シウオの町では、剣と杖の転移者を援助する。
具体的には……拠点として使えるように、町議会棟の一部屋を宿として使用できる。
支度金を貰える。
但し、町の財政が厳しい為、食事は各自で、支度金も気持ち程度との事だ。
帰る場所があるのは、とてもありがたい。
お金も全く無いよりは、有る方が良いに決まってるし。
「何か、ご質問は有りますかな?」
んー、特にないかなぁ……って思ったんだけど……。
「この町に仕事は無いのかの?」
あ、忘れてた。
「それでしたら用意しております。と言ってもギルドへの登録ですが……」
あー、ギルドの仕事を請け負えって事ね。
「この世界では共通身分証が無いと、町などに入る事が出来ない上、犯罪者扱いを受ける場合が有ります」
「あれ? では、村で生まれた場合、身分証はどうやって貰うのですか?」
「通常、村は必ず町に属しており、その町で発行されます。稀に孤立した村があるそうですが、どうしているかは私も分かりません」
「そうなんですね……」
「話を戻しましょう。普通、身分証が必要ですが、ギルドの身分証が有れば同様に認められます」
「なるほど、それでギルドの登録ですか」
「その通りです。一応、クリス殿の分も手配致しますので、夕刻に此方へお寄り頂ければ」
「わかりました」
そう言うと、町長は俺に小さな袋を手渡した。
〔支度金を獲得しました〕
俺は一礼し、町長の部屋を出た。
すると、執事らしき男に泊まれる部屋を案内され、自由に出入りして良いとの説明を受けた。
但し、他の部屋には入らないでって。
当たり前だよね。
「よし、クリス! 町で観光だ!」
「愚か者め! この格好で行けるわけなかろう!」
ですよねー。
「蓮斗、服を買って来るのじゃ」
「わ、わかったよ……部屋で待ってて」
「うむ、頼んだぞ」
はー……。
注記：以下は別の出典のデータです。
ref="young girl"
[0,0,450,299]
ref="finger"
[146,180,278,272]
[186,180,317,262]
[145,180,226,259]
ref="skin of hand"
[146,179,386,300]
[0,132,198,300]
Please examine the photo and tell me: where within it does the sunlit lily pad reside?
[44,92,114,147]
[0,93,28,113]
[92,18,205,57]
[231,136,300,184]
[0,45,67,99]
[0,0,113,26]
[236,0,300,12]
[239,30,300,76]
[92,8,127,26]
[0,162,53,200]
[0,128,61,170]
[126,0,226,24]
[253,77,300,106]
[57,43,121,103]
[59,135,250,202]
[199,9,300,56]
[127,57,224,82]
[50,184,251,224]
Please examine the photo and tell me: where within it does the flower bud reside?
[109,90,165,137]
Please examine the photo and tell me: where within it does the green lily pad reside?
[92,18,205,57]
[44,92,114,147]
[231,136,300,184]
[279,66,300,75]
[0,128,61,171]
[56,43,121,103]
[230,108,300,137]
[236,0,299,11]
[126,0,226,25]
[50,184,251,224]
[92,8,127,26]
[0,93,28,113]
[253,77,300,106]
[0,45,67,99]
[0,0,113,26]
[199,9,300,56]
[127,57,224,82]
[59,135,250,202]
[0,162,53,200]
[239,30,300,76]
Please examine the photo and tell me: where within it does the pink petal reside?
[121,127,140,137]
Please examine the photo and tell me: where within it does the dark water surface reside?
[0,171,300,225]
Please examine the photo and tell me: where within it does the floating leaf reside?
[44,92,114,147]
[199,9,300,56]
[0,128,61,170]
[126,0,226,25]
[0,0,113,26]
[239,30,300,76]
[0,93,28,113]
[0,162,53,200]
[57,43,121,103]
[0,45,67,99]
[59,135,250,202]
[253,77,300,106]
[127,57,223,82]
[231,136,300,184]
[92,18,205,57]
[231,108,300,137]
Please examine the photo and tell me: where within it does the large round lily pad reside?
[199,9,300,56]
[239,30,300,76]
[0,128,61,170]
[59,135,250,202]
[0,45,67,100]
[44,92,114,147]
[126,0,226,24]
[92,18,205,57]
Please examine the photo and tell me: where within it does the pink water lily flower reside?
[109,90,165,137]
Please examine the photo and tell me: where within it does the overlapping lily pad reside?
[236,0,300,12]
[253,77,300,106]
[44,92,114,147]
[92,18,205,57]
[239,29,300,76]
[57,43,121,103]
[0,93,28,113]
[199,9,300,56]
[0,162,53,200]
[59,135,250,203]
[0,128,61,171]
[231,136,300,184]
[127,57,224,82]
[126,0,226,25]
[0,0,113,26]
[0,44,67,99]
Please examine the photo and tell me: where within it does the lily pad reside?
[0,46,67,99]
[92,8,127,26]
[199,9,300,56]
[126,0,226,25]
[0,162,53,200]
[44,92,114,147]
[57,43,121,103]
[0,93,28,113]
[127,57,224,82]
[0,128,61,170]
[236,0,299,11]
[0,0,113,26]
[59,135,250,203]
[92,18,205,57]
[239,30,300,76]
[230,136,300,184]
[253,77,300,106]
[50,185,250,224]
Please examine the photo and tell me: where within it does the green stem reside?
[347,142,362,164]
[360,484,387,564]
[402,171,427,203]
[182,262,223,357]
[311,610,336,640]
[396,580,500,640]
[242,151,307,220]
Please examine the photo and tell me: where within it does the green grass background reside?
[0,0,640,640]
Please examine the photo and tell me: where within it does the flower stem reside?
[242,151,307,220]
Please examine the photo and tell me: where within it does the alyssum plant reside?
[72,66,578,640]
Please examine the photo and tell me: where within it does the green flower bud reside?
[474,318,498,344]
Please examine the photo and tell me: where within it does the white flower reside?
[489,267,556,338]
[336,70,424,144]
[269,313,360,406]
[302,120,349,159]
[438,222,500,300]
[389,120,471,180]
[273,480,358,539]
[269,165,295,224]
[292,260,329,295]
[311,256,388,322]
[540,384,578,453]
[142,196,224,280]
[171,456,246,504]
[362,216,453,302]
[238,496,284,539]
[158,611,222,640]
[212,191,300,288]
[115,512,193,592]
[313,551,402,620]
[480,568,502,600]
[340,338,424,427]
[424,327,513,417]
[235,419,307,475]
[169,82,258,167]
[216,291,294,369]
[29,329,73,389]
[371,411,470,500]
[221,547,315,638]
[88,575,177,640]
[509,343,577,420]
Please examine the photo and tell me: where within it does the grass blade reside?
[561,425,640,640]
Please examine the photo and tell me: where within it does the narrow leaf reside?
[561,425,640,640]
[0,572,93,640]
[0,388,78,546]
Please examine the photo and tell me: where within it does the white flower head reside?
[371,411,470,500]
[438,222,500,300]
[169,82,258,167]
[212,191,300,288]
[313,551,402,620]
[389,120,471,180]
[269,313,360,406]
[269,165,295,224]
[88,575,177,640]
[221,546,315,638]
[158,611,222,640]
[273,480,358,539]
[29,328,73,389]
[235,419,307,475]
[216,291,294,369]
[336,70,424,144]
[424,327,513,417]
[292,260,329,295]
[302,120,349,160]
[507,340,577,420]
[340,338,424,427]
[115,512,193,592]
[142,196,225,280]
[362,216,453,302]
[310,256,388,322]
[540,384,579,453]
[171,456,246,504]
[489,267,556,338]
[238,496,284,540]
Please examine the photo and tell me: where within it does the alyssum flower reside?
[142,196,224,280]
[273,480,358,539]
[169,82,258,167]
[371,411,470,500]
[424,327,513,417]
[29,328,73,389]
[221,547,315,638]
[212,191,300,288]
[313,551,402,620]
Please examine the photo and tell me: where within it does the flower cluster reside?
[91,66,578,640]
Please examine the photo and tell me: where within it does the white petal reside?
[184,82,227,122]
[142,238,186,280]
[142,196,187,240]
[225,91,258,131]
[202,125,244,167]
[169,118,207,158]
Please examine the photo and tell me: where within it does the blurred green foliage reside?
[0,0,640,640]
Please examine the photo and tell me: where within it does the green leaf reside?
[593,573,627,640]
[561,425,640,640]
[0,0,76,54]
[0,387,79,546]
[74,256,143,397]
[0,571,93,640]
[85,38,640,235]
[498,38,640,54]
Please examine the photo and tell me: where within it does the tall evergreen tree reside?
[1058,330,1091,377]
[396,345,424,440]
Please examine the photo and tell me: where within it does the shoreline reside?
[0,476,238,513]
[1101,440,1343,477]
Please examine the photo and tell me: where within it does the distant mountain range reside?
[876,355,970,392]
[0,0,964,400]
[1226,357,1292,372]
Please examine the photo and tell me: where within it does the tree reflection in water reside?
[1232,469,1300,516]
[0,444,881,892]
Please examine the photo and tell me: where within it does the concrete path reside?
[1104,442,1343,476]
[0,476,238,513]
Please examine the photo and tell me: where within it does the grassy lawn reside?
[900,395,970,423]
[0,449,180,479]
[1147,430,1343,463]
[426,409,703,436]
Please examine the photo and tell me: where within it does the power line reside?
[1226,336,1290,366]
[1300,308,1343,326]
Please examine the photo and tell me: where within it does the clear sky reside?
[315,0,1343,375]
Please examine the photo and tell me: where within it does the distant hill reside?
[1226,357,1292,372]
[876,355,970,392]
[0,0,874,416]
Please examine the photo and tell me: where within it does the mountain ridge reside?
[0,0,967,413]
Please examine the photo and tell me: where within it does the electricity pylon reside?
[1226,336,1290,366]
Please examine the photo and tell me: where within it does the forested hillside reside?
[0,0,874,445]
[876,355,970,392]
何が悲しくて男一人で女の子の服を買いに行かなきゃならないのか……。
そうだ、支度金は幾らかな?
〔金貨一枚を獲得しました〕
おぉ! 金貨だ! でも、相場が分からないなぁ……。
店を回って相場の感覚を掴もう。
町の中央に噴水があり、それを取り囲むように店が連なっていた。
お、パン屋だ……一個当たり鉄貨一枚……。
パンが一個百円としたら、銅貨一枚で千円? 銀貨一枚で一万円? 金貨一枚で十万円!?
結構、お金持ちになったかも!
さて、クリスの服を買うか……折角買うんだから、俺の趣味全開だ!
さて、服屋さんは……あ、目が合ってしまった。
「いらっしゃい、お兄さん! 安くしとくよ!」
ここにするか……。
「あの、女の子用の服が欲しいんですけど?」
「あらあら、彼女用ですか?」
え? 彼女? クリスが俺の彼女……えへへ……。
「お兄さん? 聞いてます?」
「あ、すみません。そうですねー」
嘘だけどねー……そもそも付き合った事無いし……悲しくなってきた……。
「では、お店の中へどうぞ!」
「あ、はい」
結構種類が有るんだねー……こ、これは!?
と、言うわけで俺趣味全開の服を購入した。
「毎度あり! 銅貨六枚だね」
「これで良いですか?」
金貨一枚を支払った。約六千円の物に十万円札を出す感じか、大丈夫かな?
「おー金貨だね。ちょっとお釣りを持ってくるから、待っといておくれ」
店主のおばちゃんは、そう言うと奥に行き、少し待つとお釣りを持ってきた。
「はい、お釣りね。またご贔屓に!」
〔金貨一枚を使用しました〕
〔銀貨九枚を獲得しました〕
〔銅貨四枚を獲得しました〕
「はい、ありがとうございます。では、また」
俺はお釣りを確認して、服を受けとると店を立ち去り、部屋へと向かった。
部屋に戻ると、退屈そうなクリスが待っていた。
「ただいま、マイハニー!」
「なんじゃそれは? 服は買ってきたのかの?」
「おう! これさっ!」
「うむ、着替えるから外に出ておれ」
「おっけー!」
クリス、ちゃんと着れるかなぁ……。
暫く待つと部屋の中から叫び声が聞こえた。
「なんじゃこれは!」
この後、俺は怒られる事になる……。
任せたんだから、文句言わないでよね……。